We've got to live, no matter how many skies have fallen.

Narrator, Chapter 1

The narrator opens the novel by expressing how the war has created "a tragic age," but concludes the first paragraph with a sense of optimism. Despite the difficulties all is not hopeless and people will persevere and make lives for themselves if they take action to rediscover their own roots of existence.


It sounds like going to have your tonsils cut ... Will it be an effort?

Connie Chatterley, Chapter 3

Connie asks this of Tommy Dukes after he announces his intent to marry someday. She perceives he really doesn't want to get married and will find it very difficult.


Real knowledge comes ... out of your belly and your penis as much as out of your brain and mind.

Tommy Dukes, Chapter 4

This is Tommy Dukes's contribution to a discussion about sex. Unlike many of his contemporaries who prize the intellect over the physical, he believes sex and other physical instincts are valuable sources of knowledge.


Give me the democracy of touch, the resurrection of the body!

Connie Chatterley, Chapter 7

Connie echoes to herself Tommy Dukes's words. She has no idea what the words mean but finds them comforting. Dukes meant that when people pay attention to the physical rather than the cerebral, touch will be the equalizer, a bond across social classes.


She wanted to be clear of him, and especially of his consciousness ... his endless treadmill obsession with himself, and his own words.

Narrator, Chapter 8

Connie Chatterley is disgusted with Clifford Chatterley. She gives him some flowers, but he responds only by quoting poetry to her. He'd rather talk about flowers than experience real ones. She feels his self-immersion in the world of ideas makes him disconnected from others and the world.


This is history. One England blots out another.

Narrator, Chapter 11

The narrator shows Connie Chatterley's thoughts as she drives through the countryside to Uthwaite. The area has been developed to house coal workers and support the coal industry. In Connie's view change is inevitable. One cannot hold on to the past. The agricultural way of life has been blotted out by the industrial way of life.


There's no self in a sitting hen; she's all in the eggs or the chicks.

Oliver Mellors, Chapter 12

Mellors tells Connie Chatterley this when she watches him working at the coops. It defines the maternal role—to nurture and protect the unborn young—and describes its selflessness.


Every beetle must live its own life.

Clifford Chatterley, Chapter 13

Clifford denies the interconnection of the industrialists and the workers by discounting the role the industrialists play in creating a blighted, ugly world. He believes workers have the freedom to work where they want and build their own lives.
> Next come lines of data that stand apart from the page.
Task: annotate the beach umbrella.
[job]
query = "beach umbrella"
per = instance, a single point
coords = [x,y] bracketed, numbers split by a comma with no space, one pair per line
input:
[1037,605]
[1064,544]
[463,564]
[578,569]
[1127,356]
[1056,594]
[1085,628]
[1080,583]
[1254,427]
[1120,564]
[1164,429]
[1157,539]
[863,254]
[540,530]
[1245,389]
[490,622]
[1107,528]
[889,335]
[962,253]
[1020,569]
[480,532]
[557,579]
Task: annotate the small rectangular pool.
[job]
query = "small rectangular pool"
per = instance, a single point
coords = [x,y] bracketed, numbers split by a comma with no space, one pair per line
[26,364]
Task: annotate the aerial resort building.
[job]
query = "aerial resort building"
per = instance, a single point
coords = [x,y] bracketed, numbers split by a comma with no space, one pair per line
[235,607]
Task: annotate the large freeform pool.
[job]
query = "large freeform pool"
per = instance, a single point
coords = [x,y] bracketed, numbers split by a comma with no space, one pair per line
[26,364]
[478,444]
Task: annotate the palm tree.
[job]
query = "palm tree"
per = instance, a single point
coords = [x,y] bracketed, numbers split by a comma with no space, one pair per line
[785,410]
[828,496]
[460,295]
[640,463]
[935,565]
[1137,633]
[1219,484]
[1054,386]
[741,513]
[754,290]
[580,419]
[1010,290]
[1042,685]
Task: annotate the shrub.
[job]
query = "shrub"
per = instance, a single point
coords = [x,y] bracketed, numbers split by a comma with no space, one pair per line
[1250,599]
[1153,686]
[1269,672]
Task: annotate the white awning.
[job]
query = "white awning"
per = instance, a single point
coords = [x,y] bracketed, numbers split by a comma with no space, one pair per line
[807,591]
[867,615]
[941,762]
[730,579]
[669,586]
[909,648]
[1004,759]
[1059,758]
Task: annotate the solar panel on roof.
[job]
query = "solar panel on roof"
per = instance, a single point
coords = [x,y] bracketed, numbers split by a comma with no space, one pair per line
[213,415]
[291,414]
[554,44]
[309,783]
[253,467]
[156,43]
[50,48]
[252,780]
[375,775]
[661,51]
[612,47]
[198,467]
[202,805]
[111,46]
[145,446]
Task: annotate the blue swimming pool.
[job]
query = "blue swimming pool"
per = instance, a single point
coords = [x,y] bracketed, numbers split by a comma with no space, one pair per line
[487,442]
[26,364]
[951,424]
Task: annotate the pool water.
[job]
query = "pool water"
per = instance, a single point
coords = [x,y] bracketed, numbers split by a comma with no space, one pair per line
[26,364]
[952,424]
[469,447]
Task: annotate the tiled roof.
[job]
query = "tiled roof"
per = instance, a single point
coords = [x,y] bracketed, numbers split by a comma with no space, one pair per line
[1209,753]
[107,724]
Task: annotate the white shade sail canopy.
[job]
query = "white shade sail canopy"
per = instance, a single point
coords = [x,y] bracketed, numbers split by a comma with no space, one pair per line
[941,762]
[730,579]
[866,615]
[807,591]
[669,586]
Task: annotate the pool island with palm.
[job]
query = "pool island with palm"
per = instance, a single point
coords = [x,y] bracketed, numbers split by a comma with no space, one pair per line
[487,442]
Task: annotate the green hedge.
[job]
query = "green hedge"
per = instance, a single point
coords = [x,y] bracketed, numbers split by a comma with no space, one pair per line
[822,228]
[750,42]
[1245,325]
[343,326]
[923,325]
He ignores the dependence workers have on available work opportunities created by industrialists and ignores the fact most workers receive only enough pay for essentials and have no extra money to beautify their homes or villages.


The serpent in the grass was sex.

Oliver Mellors, Chapter 14

Mellors describes how previous women he had relationships with viewed sex as something sinful. People can relate emotionally, spiritually, and intellectually with others, but are unable to do so sexually. When individuals are unable to recognize sex as a basic human instinct, it becomes something shameful and sinful that interferes with the relationship.
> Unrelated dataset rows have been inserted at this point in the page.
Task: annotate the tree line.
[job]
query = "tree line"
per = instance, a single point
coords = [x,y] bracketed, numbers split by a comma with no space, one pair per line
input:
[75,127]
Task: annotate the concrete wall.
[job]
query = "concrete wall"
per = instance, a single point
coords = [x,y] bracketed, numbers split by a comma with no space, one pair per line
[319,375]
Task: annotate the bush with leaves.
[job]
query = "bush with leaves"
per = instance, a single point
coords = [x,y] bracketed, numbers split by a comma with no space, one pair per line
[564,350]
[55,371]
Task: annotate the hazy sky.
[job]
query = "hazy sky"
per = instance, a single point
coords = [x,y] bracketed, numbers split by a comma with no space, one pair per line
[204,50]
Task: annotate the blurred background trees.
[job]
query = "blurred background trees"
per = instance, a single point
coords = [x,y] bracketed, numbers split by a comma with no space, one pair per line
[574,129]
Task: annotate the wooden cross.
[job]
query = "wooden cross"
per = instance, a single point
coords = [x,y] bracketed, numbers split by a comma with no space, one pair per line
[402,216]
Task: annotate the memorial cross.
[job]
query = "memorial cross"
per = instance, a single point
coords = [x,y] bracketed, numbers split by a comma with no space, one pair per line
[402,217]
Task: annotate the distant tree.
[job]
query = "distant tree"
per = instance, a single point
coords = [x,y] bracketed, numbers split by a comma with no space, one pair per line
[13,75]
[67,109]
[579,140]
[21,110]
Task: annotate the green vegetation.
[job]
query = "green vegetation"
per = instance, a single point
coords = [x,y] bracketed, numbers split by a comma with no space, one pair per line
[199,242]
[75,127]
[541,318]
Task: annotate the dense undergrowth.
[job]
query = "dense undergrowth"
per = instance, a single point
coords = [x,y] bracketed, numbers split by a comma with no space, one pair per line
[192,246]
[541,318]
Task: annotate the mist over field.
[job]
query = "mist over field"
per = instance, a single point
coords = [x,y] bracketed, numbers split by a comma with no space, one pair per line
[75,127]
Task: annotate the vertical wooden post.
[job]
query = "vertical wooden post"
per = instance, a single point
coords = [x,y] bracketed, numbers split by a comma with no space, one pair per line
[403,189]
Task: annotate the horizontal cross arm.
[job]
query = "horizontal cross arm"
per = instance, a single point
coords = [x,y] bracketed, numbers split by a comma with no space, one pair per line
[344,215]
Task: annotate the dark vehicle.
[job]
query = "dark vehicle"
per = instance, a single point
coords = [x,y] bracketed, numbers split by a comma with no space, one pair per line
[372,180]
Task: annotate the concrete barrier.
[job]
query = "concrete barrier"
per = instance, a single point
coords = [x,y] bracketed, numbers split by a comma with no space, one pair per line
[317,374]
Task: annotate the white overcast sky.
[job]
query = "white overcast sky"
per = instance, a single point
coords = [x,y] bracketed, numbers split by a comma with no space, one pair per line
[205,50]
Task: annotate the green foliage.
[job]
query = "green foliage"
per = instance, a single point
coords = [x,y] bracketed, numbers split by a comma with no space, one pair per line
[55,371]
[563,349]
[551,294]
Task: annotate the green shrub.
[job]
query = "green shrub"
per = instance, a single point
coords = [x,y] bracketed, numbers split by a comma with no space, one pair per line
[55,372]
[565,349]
Whatever God there is has at last wakened up in my guts, as you call them, and is rippling so happily there, like dawn.

Connie Chatterley, Chapter 16

Connie gives this retort to her husband, Clifford Chatterley, after he tells her "the life of the body is just the life of the animals." She believes the joy and pleasure she experiences during sex has brought her back to life and meets with the approval of God or whatever divine force exists.
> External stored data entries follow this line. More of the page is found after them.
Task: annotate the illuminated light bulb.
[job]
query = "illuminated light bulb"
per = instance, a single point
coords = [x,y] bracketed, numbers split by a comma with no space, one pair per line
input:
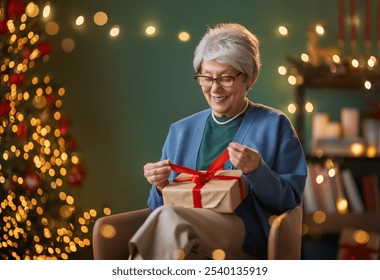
[115,31]
[218,254]
[357,149]
[371,61]
[108,231]
[150,30]
[355,63]
[100,18]
[32,10]
[336,58]
[79,21]
[179,254]
[309,107]
[319,29]
[331,172]
[367,85]
[46,11]
[283,30]
[292,108]
[371,151]
[305,57]
[184,36]
[292,80]
[282,70]
[319,179]
[319,217]
[342,205]
[361,236]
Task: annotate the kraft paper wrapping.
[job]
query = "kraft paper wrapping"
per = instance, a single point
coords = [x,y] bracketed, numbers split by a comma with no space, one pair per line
[219,195]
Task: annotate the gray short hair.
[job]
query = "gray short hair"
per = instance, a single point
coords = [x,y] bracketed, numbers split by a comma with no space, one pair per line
[231,44]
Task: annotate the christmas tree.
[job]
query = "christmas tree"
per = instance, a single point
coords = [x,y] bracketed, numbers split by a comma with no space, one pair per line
[39,166]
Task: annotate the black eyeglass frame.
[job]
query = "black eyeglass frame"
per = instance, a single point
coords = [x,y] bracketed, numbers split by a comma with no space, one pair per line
[196,76]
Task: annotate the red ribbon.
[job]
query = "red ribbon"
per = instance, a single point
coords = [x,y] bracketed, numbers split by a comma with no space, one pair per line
[201,178]
[357,252]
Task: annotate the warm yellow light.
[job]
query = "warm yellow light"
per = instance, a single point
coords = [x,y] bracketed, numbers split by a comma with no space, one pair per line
[319,29]
[309,107]
[292,80]
[368,85]
[184,36]
[305,57]
[150,30]
[319,179]
[46,11]
[282,70]
[115,31]
[292,108]
[100,18]
[283,30]
[342,205]
[319,217]
[79,21]
[357,149]
[336,58]
[371,61]
[355,63]
[68,45]
[32,10]
[361,236]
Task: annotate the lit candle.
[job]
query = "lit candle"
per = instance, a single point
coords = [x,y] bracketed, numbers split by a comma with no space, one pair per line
[341,34]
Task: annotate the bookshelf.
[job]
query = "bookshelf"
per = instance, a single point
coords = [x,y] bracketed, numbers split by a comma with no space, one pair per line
[332,223]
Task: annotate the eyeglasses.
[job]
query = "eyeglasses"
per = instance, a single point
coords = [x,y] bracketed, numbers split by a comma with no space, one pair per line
[224,81]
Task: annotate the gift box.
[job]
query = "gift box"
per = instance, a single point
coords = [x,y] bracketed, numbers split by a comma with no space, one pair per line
[357,244]
[218,190]
[221,193]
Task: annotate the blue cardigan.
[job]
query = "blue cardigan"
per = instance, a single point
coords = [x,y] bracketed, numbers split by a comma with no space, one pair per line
[276,185]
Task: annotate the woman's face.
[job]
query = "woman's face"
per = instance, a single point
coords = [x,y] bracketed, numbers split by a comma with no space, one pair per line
[224,101]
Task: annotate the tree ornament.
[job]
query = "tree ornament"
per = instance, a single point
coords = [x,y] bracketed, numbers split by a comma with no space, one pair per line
[17,79]
[44,48]
[32,181]
[15,8]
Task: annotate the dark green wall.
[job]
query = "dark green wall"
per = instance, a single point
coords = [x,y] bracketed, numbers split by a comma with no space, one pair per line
[123,93]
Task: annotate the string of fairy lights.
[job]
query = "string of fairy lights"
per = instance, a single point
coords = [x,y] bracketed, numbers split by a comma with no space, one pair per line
[37,155]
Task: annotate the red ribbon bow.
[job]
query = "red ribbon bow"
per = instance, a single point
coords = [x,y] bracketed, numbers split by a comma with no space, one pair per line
[357,252]
[201,178]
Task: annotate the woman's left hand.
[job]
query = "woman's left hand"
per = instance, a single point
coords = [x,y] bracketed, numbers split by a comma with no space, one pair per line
[244,158]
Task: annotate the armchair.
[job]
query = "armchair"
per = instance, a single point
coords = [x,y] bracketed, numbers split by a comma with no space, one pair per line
[111,234]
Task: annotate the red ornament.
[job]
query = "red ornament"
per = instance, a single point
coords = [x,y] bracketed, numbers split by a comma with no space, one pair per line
[76,175]
[15,8]
[3,27]
[17,79]
[22,130]
[5,108]
[44,48]
[32,181]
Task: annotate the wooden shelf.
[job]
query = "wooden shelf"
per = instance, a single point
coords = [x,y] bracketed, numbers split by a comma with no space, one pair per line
[334,223]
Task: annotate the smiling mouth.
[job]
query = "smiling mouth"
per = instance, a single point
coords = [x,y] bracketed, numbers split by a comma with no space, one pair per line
[219,99]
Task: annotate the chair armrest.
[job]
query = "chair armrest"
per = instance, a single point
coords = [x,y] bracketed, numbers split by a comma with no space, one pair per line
[112,233]
[285,236]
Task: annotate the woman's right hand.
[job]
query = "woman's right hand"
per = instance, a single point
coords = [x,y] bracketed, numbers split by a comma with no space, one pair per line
[157,173]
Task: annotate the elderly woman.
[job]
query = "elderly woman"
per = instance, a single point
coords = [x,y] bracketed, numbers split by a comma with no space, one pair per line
[261,142]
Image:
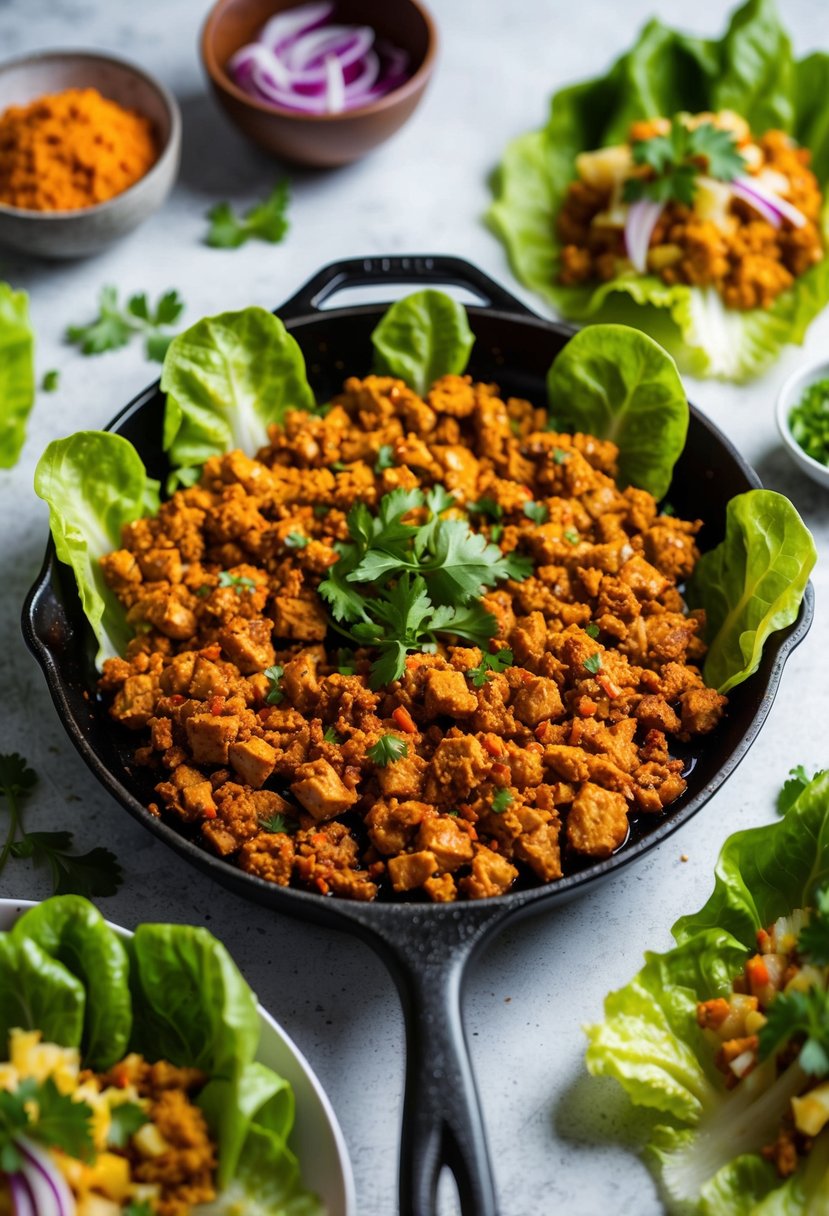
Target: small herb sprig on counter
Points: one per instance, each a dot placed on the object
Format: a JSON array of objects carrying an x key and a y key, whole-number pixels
[
  {"x": 114, "y": 325},
  {"x": 94, "y": 873},
  {"x": 678, "y": 158},
  {"x": 264, "y": 221},
  {"x": 399, "y": 585}
]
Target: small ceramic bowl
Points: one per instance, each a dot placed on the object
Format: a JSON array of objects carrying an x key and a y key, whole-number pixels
[
  {"x": 88, "y": 230},
  {"x": 316, "y": 1137},
  {"x": 320, "y": 140},
  {"x": 788, "y": 398}
]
Perhaps you are a slave to your own idea of yourself.

Connie Chatterley, Chapter 17

This is Connie's response to her sister Hilda Reid's claim that she wants complete intimacy but has never received it. Connie thinks her sister's rigidity to a set of norms or beliefs about herself and behavior makes her unable to be open to new ideas that could change her life.


It's the one insane taboo left: sex as a natural and vital thing ... they'll kill you before they'll let you have it.

Duncan Forbes, Chapter 17

Duncan Forbes expresses his ideas about sex and society's attempts to punish people who have it. This illustrates Lawrence's belief that some people are so adamant sex is evil they refuse to accept it as a basic, natural instinct.


It is as if the events of other people's lives were the necessary oxygen of her own.

Clifford Chatterley, Chapter 17

In his second letter to Connie Chatterley while she is vacationing in Venice, Clifford describes how much Mrs. Bolton is enjoying the Mellors scandal. He aptly describes why some people thrive on gossip, suggesting their own lives are so meaningless they need to talk about other people's lives to shore up their own.


Be tender to it, and that will be its future.

Connie Chatterley, Chapter 18

Connie dismisses Oliver Mellors's fears the world is a bad place to bring a child into by telling him all a child needs is love and its future will be fine.


We really trust in the little flame, and in the unnamed god that shields it from being blown out.

Oliver Mellors, Chapter 19

In his letter to Connie Chatterley, Mellors expresses their belief in the power and rightness of their love. Their relationship was created and formed through tenderness and sex. They believe it is meant to be and blessed by whatever higher power exists.